Though he wasn't molested himself, Von Erck felt robbed of his
childhood by his father and legally changed his name from Phillip Eide
to eradicate the last vestiges of his paternal namesake.
"My dad
was an alcoholic scumbag commercial fisherman who hit my mom," he
says. "She left him when I was one, and he went on to impregnate
ten more women up and down the West Coast.

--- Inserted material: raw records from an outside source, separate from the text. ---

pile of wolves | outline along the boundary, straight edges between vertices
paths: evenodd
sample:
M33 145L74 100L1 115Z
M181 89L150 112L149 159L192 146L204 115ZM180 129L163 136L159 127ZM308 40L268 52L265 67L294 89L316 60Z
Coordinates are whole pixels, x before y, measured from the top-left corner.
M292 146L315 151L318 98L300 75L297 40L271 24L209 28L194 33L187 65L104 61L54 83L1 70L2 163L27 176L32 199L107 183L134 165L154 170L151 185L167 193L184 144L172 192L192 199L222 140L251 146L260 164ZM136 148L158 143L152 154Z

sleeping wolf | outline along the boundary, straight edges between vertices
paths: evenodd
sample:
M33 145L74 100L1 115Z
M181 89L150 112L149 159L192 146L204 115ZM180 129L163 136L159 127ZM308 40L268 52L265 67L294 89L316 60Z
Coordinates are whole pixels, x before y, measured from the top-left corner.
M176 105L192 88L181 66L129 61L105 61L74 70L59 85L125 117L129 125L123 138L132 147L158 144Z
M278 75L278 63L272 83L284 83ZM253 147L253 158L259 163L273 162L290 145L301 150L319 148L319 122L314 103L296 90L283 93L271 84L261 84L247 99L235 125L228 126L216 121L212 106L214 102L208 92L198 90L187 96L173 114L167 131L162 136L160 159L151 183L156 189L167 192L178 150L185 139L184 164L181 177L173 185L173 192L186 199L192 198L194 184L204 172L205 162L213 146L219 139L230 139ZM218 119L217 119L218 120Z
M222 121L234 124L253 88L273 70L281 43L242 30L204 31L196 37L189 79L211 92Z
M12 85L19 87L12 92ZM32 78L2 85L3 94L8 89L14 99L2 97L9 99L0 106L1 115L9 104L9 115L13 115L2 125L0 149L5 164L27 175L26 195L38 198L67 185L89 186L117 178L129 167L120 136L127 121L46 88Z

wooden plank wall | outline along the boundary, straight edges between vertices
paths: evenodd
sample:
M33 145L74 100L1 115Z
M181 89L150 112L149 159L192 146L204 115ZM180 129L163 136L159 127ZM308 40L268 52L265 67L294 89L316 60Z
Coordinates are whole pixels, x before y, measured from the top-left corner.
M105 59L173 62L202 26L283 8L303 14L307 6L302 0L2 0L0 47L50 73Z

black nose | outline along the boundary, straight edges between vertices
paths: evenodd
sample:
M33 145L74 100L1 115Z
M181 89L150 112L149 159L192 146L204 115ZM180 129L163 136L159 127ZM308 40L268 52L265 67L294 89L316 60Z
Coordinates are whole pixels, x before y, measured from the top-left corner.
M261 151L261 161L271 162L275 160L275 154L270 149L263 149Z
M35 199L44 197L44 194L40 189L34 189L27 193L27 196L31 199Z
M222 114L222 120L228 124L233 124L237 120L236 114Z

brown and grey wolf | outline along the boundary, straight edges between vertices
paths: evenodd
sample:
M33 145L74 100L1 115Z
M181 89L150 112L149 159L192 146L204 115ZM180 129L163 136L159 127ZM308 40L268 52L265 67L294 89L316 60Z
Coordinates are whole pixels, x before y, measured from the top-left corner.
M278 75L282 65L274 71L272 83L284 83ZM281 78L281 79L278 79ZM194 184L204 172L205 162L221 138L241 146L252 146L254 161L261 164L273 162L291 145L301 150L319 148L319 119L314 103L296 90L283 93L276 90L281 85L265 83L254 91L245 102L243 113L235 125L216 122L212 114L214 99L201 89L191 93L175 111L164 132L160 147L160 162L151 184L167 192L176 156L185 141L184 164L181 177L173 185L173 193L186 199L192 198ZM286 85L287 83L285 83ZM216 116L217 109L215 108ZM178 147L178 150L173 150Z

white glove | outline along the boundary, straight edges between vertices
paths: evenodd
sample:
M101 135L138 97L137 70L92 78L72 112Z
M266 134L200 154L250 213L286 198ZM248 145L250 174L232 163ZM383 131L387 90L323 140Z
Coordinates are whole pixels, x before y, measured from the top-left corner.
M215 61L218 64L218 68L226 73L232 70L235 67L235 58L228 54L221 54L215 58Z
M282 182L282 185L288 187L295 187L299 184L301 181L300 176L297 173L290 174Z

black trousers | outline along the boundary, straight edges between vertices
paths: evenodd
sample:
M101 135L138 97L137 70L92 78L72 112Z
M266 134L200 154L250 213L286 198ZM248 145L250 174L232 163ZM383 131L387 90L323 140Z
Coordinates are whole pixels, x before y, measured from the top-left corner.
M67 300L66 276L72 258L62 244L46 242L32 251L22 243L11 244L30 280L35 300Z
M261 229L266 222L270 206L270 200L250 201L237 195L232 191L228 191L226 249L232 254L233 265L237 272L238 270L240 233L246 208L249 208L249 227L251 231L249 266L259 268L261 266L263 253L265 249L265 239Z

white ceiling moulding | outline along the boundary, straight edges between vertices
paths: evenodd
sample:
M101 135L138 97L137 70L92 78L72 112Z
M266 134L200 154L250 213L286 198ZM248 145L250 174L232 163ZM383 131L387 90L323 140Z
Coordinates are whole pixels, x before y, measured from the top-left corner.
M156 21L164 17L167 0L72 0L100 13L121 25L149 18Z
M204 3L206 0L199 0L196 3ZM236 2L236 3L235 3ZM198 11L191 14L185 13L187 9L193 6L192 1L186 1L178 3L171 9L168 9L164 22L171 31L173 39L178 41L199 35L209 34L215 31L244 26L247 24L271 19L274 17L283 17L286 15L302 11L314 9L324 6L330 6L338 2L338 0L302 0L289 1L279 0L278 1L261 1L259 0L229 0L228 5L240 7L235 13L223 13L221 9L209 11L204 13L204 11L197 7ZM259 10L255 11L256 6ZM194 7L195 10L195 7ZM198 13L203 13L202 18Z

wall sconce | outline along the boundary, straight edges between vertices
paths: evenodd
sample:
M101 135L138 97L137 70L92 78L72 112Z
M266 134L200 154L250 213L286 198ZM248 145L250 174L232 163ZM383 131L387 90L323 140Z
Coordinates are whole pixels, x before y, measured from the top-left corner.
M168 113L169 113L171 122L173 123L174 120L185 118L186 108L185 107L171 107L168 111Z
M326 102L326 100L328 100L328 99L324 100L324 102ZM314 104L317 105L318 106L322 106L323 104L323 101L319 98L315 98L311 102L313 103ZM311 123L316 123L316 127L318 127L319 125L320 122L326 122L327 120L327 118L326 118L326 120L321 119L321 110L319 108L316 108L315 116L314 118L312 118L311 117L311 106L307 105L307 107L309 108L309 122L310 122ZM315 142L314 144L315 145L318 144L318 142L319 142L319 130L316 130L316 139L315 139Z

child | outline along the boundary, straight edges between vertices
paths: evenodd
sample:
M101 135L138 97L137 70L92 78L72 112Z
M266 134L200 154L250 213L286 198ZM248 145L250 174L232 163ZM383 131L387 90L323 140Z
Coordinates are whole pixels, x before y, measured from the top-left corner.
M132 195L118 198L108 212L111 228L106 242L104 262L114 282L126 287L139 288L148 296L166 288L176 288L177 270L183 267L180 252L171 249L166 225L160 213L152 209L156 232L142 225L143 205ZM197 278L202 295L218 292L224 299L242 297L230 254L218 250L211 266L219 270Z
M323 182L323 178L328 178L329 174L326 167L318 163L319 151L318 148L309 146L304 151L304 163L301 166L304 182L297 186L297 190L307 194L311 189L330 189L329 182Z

His name is garbage."
As a teenager, the only thing that brought Von Erck back to a state of
innocence and wonder was the computer - until he decided that the
online world was teeming with sex offenders.
"I was so into the
computer," he says. "I went into chat rooms thinking it was
going to be utopia, and it was dystopia."
It's easy to see how Perverted Justice resembles a game to Von Erck.
Intentionally enigmatic himself, he demands utter transparency from
predators and Perverted Justice members, like a junior-high-school kid
playing D&D who always wants to be the dungeon master so he can
control every aspect of the game.
He guards his power closely,
requiring members to give him their entire Internet history
(all
screen names, all pages joined)
and going to war with
"stupid" people who dare to criticize Perverted Justice.
He
exacted a particularly sadistic form of revenge against Bruce Raisley,
a software developer from Arkansas who launched an aggressive anti-PJ
crusade.
Posing as a woman named Holly, Von Erck began an online
flirtation with Raisley, who was smitten enough to leave his wife and
rent a new apartment. On the day Raisley went to pick up Holly at the
airport, Von Erck sent a friend to snap his photo and posted it with a
warning:
"Tonight, Bruce Raisley stood around at an airport,
flowers in hand, waiting for a woman that turned out to be a man. . .
. He has no one. He has no more secrets. . . . Perverted-Justice.com
will only tolerate so much in the way of threats and attacks upon
us."
Here, after all, is the point of Perverted Justice: to destroy and
vanquish, to re-establish utopia, both online and off.
With or
without To Catch a Predator, the man known as X is onto the
next stage of the game, taking on even bigger prey than horny guys who
stalk young girls.
Von Erck's new obsession is what he calls
"corporate sex offenders" - online sites that don't do
enough, in his view, to rein in the pedophiles who use their services.
MySpace is exempt from the campaign - since March, at the request of
PJ, it has removed more than 3,000 predators from its site and
forwarded their addresses and online profiles to the police. But Von
Erck is mobilizing his thousands of followers to write letters to
companies advertising on LiveJournal and YouTube, demanding they
withdraw their support.
"Corporations have a choice about having the pedophile
community use their service and upload videos on their sites," he
says. "People want to know if you're responsible on this
issue."
Von Erck looks out into the distance, imagining a world in which
every predator has been ferreted out and cyberspace is his again.
"When it comes to the Internet, pedophiles got there first,"
he says. "It's a check game, where they make one move and we try
to check it. But slowly but surely, we're catching up."